Pour la première fois en 30 ans de réunions annuelles, le monde a finalement désigné le coupable du réchauffement climatique qui met en péril la planète et ses habitants : les énergies fossiles. Les participants ont convenu de « sortir des combustibles fossiles dans les systèmes énergétiques d’une manière juste, ordonnée et équitable, en accélérant l’action au cours de cette décennie cruciale. »
Le signal est clair : l’ère des énergies fossiles tire à sa fin. La transition de ces sources d’énergies polluantes et dangereuses – le pétrole, le gaz et le charbon – vers les énergies renouvelables est en cours.
Le président américain Joe Biden a récemment suspendu les autorisations d’exportation de gaz naturel liquéfié. L’Agence internationale de l’énergie nous apprend que pour chaque dollar américain dépensé aujourd’hui dans les fossiles, 1,80 $ est désormais consacré aux technologies et aux infrastructures liées aux énergies propres. Il y a cinq ans, cette proportion était d’un pour un.

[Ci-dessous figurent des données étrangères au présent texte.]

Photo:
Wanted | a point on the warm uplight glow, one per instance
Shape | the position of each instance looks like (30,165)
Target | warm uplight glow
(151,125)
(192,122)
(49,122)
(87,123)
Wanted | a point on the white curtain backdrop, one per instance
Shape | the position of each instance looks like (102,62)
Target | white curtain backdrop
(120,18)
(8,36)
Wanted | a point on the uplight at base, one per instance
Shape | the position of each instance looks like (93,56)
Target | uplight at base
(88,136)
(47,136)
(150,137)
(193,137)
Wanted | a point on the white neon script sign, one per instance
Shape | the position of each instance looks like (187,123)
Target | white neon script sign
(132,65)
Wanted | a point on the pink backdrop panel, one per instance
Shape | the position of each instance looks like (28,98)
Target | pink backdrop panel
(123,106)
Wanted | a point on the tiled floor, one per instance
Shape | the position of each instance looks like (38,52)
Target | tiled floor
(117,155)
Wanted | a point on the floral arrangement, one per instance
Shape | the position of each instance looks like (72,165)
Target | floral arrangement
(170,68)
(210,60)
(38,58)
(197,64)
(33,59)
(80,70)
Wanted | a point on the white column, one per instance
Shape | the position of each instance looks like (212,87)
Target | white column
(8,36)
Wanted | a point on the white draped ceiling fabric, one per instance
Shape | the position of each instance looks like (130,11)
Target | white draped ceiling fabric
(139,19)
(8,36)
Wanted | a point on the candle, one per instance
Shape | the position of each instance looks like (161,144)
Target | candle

Nous avons maintenant besoin d’actions de nos gouvernements pour garantir que la transition énergétique soit suffisamment rapide, juste et internationale. Sinon, nous ne parviendrons tout simplement pas à limiter les conséquences les plus graves des changements climatiques.

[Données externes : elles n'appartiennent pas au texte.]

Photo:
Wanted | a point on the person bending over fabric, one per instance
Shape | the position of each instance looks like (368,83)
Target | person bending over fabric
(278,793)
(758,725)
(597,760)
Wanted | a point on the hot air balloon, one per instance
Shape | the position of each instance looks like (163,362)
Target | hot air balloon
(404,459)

Le Canada doit agir rapidement et en premier
L’accord de Paris de 2015 reconnaît que l’abandon des combustibles fossiles ne se fera pas de la même manière dans tous les pays.
En tant que pays riche et grand pollueur, le Canada devrait être parmi les premiers à agir. Nous sommes le quatrième producteur mondial de pétrole brut – avec une responsabilité historique substantielle pour les émissions mondiales – et l’un des cinq principaux pays responsables de 51 % de l’expansion mondiale prévue de l’exploitation du pétrole et du gaz jusqu’en 2050.
Le Canada a réalisé des progrès importants dans la poursuite de ses objectifs de réduction des émissions, même s’il lui reste encore beaucoup à faire pour assumer sa juste part de l’effort mondial en faveur du climat.
Un rapport d’étape exigé par la loi et publié à la fin de l’année dernière montre que le gouvernement est sur la voie de dépasser son objectif intermédiaire de 2026, qui consiste à réduire les émissions de gaz à effet de serre de 20 % sous les niveaux de 2005.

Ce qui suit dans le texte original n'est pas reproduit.